If you’re working in regulated domains (health, finance, education), this matters even more. For example, if you’re building a patient portal that surfaces data from APIs, CORS is part of your broader web security posture. Organizations like the National Institute of Standards and Technology (NIST) publish guidance on web application security that aligns with careful CORS configuration: https://csrc.nist.gov

FAQ: common questions and examples of CORS in practice

Q: Can you give a simple example of CORS in a single sentence?
A: A simple example of CORS is a web app at https://shop.example.com using fetch() to call an API at https://api.example.com, where the API must return Access-Control-Allow-Origin: https://shop.example.com or the browser blocks the response.

Q: How do I quickly see CORS headers in developer tools?
A: Open DevTools, go to the Network tab, trigger your request, click it, and look under Response Headers for Access-Control-Allow-Origin, Access-Control-Allow-Methods, Access-Control-Allow-Headers, and Access-Control-Allow-Credentials. Those headers are your primary CORS indicators.

Q: Are there examples of CORS issues that only appear in production?
A: Yes. A classic pattern is allowing http://localhost:3000 during development but forgetting to add https://app.example.com in production. In DevTools on the live site, you’ll see the production origin in the Origin request header, but the response will either lack Access-Control-Allow-Origin or still be set to localhost.

Q: Do API clients like Postman or curl care about CORS?
A: No. CORS is enforced by browsers. Postman, curl, and server-side code can call any URL regardless of origin. That’s why an API can work fine in Postman but fail in the browser—developer tools help you see that the difference is CORS.

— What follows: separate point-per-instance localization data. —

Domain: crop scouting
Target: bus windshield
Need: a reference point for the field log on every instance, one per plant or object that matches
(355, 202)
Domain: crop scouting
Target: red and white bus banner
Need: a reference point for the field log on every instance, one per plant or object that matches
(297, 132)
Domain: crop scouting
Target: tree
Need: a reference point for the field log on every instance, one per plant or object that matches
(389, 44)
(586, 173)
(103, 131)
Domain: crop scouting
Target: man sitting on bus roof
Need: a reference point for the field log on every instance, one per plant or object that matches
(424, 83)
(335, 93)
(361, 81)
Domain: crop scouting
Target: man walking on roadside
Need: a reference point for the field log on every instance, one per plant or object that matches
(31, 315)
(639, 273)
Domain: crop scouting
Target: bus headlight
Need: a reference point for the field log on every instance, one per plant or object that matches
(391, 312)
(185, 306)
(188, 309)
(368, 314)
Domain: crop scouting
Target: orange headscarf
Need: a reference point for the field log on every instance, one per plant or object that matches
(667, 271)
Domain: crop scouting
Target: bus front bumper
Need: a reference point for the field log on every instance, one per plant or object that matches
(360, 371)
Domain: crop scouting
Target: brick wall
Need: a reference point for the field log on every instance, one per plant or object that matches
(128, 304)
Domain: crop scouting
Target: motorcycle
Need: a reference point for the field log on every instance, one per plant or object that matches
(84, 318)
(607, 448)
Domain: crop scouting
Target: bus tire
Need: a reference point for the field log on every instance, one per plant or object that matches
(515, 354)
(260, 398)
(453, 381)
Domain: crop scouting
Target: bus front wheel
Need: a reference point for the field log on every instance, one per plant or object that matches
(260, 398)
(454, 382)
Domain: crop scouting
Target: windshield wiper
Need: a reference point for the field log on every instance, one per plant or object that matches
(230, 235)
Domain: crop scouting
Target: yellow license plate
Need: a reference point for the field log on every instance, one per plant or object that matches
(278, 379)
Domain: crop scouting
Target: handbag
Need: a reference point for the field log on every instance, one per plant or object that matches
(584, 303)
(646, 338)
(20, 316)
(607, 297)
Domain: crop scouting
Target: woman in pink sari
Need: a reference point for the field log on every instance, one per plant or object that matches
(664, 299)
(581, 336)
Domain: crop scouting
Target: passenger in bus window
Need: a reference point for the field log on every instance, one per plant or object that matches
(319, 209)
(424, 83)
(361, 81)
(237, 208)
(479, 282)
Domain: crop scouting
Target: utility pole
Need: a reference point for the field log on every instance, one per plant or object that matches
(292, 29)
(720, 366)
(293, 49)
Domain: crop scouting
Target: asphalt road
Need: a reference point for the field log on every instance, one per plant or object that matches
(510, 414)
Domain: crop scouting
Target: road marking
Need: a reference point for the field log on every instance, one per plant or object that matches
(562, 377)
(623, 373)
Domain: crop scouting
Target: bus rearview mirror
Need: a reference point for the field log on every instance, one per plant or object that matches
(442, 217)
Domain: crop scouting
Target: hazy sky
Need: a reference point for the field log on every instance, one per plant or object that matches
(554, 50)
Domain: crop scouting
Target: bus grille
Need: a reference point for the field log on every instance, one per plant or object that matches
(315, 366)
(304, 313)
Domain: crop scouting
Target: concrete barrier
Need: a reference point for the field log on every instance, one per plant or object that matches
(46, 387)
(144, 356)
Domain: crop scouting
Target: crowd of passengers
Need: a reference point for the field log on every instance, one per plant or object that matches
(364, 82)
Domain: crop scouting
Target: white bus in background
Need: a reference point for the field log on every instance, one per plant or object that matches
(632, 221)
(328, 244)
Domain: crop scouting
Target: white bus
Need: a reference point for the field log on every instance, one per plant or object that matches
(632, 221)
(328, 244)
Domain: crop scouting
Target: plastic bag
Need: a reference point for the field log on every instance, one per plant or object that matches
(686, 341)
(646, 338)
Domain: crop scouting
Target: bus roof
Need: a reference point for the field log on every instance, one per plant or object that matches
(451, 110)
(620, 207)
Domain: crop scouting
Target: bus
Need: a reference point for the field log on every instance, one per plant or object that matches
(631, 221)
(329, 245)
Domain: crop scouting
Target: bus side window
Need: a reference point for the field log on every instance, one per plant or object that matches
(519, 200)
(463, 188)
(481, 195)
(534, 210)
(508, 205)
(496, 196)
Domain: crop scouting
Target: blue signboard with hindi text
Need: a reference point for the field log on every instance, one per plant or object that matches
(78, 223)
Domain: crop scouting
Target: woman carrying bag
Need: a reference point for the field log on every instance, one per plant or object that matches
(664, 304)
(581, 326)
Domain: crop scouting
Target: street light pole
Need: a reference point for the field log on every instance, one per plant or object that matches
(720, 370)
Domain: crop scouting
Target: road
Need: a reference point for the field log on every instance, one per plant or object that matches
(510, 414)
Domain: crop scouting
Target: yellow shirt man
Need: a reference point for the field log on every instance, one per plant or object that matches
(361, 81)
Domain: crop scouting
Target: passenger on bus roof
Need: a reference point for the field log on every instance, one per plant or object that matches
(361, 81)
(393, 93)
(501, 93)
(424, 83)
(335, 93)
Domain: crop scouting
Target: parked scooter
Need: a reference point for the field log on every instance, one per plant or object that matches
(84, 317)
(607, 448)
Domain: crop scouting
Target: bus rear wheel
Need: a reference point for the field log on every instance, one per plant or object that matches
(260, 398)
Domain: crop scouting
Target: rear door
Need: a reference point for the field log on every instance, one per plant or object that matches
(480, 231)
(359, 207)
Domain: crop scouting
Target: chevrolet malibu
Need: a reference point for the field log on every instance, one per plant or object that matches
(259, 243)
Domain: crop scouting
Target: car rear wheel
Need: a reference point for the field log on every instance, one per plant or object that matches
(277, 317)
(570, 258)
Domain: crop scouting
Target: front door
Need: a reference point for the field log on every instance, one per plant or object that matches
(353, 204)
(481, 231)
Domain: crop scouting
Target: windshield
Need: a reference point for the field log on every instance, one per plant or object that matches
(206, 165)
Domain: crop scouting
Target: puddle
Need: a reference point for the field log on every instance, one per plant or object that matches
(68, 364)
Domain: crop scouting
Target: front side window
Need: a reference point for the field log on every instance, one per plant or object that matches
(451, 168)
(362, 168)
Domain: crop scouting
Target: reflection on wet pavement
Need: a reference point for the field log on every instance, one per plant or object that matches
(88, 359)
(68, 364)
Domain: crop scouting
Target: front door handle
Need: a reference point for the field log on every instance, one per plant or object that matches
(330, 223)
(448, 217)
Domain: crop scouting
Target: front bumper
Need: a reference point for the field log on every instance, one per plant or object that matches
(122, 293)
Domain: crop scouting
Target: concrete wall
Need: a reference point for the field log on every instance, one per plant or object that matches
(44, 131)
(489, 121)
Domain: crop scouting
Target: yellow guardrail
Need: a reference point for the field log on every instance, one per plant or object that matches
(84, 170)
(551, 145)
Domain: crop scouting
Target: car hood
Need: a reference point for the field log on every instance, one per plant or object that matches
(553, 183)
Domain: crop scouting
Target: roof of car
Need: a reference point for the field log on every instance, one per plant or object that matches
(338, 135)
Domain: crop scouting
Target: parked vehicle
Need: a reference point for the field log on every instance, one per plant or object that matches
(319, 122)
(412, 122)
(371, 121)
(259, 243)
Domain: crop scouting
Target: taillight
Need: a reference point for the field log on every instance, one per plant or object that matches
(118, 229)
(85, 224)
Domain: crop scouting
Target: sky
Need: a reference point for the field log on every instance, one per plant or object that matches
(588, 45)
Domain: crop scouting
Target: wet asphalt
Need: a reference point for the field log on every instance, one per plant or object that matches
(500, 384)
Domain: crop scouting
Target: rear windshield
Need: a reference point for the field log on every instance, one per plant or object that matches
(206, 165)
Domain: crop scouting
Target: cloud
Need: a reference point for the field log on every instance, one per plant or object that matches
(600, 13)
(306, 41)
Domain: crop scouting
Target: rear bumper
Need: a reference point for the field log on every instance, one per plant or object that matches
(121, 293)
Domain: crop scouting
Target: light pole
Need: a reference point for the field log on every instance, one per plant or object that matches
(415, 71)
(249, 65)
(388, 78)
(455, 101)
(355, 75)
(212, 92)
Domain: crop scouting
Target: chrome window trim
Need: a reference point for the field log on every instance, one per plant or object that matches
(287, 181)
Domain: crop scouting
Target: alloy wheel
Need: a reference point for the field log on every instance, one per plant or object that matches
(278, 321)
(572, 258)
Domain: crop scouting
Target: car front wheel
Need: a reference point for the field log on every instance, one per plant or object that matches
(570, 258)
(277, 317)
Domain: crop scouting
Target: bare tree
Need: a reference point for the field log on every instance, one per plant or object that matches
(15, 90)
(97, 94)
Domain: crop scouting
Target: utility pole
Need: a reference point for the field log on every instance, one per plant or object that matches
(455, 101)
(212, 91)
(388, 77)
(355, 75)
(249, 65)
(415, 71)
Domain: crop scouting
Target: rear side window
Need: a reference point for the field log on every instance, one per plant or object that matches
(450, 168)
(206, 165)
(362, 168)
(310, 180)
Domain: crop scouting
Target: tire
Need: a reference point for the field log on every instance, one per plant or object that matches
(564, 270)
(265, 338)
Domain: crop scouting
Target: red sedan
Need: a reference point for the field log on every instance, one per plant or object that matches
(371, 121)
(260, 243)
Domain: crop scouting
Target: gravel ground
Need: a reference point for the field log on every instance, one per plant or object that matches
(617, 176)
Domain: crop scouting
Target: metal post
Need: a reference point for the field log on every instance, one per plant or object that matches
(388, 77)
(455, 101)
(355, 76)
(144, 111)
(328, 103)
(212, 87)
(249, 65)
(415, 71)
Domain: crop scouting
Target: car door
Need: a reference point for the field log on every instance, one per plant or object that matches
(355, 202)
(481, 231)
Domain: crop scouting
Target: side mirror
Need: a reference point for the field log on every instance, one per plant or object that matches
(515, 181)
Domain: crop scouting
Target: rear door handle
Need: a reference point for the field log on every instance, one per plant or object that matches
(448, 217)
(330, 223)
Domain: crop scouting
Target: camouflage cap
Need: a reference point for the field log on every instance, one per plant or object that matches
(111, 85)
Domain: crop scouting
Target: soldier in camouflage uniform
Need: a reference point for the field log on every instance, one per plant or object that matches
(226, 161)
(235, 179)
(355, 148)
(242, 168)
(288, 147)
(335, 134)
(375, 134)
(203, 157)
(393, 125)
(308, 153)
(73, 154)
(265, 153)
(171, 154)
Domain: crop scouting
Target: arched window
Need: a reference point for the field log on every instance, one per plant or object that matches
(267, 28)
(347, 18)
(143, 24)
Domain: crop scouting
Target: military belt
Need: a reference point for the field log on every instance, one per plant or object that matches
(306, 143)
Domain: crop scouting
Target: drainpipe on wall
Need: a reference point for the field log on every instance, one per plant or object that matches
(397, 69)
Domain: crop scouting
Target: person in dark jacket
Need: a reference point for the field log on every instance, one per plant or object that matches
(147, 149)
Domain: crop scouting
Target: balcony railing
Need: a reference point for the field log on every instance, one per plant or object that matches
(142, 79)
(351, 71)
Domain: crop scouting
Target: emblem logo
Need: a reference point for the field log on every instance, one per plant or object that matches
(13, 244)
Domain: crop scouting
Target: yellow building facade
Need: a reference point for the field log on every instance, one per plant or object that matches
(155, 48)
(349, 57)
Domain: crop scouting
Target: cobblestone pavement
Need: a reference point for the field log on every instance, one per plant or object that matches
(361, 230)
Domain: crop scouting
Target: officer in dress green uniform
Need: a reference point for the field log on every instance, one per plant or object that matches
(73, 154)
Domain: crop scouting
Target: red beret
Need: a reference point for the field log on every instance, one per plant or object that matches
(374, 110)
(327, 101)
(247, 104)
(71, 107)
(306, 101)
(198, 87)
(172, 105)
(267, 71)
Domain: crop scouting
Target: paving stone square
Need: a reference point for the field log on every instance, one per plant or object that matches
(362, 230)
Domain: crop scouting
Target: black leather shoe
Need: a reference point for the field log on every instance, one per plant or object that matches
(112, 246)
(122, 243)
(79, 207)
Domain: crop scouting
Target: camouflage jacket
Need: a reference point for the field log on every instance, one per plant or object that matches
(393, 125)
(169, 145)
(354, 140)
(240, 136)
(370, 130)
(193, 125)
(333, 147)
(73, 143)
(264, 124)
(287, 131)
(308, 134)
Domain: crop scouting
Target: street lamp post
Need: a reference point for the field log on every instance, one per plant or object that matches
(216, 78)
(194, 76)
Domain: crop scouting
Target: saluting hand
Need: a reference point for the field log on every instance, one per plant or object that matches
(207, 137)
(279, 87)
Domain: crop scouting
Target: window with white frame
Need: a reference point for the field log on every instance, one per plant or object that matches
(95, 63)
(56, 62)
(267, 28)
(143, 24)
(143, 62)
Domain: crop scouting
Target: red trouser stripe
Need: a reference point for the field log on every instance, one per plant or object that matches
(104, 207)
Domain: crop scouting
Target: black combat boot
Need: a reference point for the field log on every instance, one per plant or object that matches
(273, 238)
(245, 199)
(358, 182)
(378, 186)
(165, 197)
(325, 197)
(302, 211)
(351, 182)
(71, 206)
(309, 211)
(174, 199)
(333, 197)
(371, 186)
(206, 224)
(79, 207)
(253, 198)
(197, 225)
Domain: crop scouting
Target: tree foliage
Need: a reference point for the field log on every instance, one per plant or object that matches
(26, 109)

Q: Where can I find more technical background on CORS behavior?
A: The MDN Web Docs CORS page is an excellent starting point, and the W3C CORS recommendation defines the behavior browsers implement. For broader security context, NIST’s web application security resources provide helpful background.

When you treat these examples of CORS as practical examples with developer tools—rather than abstract rules—you start to see CORS as just another part of HTTP. Open DevTools, watch the headers, and you’ll usually find the answer in under a minute.